Irene Claremont de Castillejo
London, 1885-1967
After the death of Irene Claremont, wife of José de Castillejo, her influential volume of Jungian psychoanalysis was published. Decades earlier, she had graduated from Newnham College, Cambridge and fallen in love with Castile and the olive grove that became her home in Northern Madrid. She lived there loving the dry, Meseta countryside and participating in the project of educational regeneration promoted by the intellectual circles that she shared with her husband. After Castillejo’s death in London in 1945 she began writing. She recounted the life that the shared together in the famous olive grove in an exquisite book of memories. She also wrote essays, letters and poetry.
Hello...
I had married a stranger, but I was the stranger.
Surprise forms part of the author’s first encounter with the Spanish soil that would become her home. Accustomed to the green English countryside, the dryness of Castile struck her. The encounter with the warm earth and vastness of the meseta, the rich colours of ochre and yellows, were an intense sensory experience for her whose beauty would never leave her.

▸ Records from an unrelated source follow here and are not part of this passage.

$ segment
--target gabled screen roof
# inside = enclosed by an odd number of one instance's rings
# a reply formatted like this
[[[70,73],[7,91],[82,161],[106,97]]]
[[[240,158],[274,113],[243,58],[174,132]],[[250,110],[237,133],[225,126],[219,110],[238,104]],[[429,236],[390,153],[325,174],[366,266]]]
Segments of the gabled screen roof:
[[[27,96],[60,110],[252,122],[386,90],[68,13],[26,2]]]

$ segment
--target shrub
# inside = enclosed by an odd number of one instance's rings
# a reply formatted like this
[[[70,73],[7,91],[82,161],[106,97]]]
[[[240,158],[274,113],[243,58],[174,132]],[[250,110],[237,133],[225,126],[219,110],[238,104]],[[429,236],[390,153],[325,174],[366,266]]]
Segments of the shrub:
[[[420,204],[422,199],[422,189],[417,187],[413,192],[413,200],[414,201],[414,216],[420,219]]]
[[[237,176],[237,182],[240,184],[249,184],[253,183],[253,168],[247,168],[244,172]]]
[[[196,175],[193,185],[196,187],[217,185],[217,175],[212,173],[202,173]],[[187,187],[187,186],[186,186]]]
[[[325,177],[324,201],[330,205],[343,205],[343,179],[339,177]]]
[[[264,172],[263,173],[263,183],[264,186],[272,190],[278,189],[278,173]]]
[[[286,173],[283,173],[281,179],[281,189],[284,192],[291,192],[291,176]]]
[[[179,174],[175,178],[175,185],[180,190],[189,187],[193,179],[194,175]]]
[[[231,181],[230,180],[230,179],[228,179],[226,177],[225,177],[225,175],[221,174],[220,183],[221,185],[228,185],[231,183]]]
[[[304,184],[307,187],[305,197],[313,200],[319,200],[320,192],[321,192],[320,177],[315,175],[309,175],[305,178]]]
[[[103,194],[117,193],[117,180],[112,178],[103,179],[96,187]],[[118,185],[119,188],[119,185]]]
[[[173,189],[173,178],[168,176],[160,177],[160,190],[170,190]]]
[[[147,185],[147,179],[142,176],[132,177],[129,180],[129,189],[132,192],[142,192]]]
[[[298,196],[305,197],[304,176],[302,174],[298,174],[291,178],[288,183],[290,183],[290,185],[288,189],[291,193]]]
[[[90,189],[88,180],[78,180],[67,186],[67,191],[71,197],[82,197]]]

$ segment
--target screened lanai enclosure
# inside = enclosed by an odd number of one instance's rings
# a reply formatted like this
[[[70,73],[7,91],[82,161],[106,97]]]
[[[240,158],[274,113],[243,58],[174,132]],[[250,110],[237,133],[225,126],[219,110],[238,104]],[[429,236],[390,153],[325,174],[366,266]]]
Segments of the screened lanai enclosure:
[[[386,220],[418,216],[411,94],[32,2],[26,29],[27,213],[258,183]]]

The image of Castile with its miles and miles of bare, white, sun-scorched land never fails to excite me every time I see it again.
Castillejo’s olive grove was a key meeting space for institucionista regenerationism. It was also a paradise for the author. Irene Claremont stopped being an English lady and became a woman of the Spanish countryside. She learnt to efficiently manage the family estate and lived in communion with that dry land, capable of bearing both real and symbolic fruit, located not far from the capital’s centre.
To continue into the future, I could not be absorbed by the past.
The Spanish Civil War put an end to the married life of Castillejo and Claremont in their famous olive grove with their four children. London would be the destination of their exile. The return was not easy. Irene Claremont was widowed in 1945. During her husband’s illness she looked after him devotedly. That time allowed the wounds that exile inflicts on those who experience it to heal. Castillejo never returned to Spain. It would take her twenty years to set foot on Spanish soil again.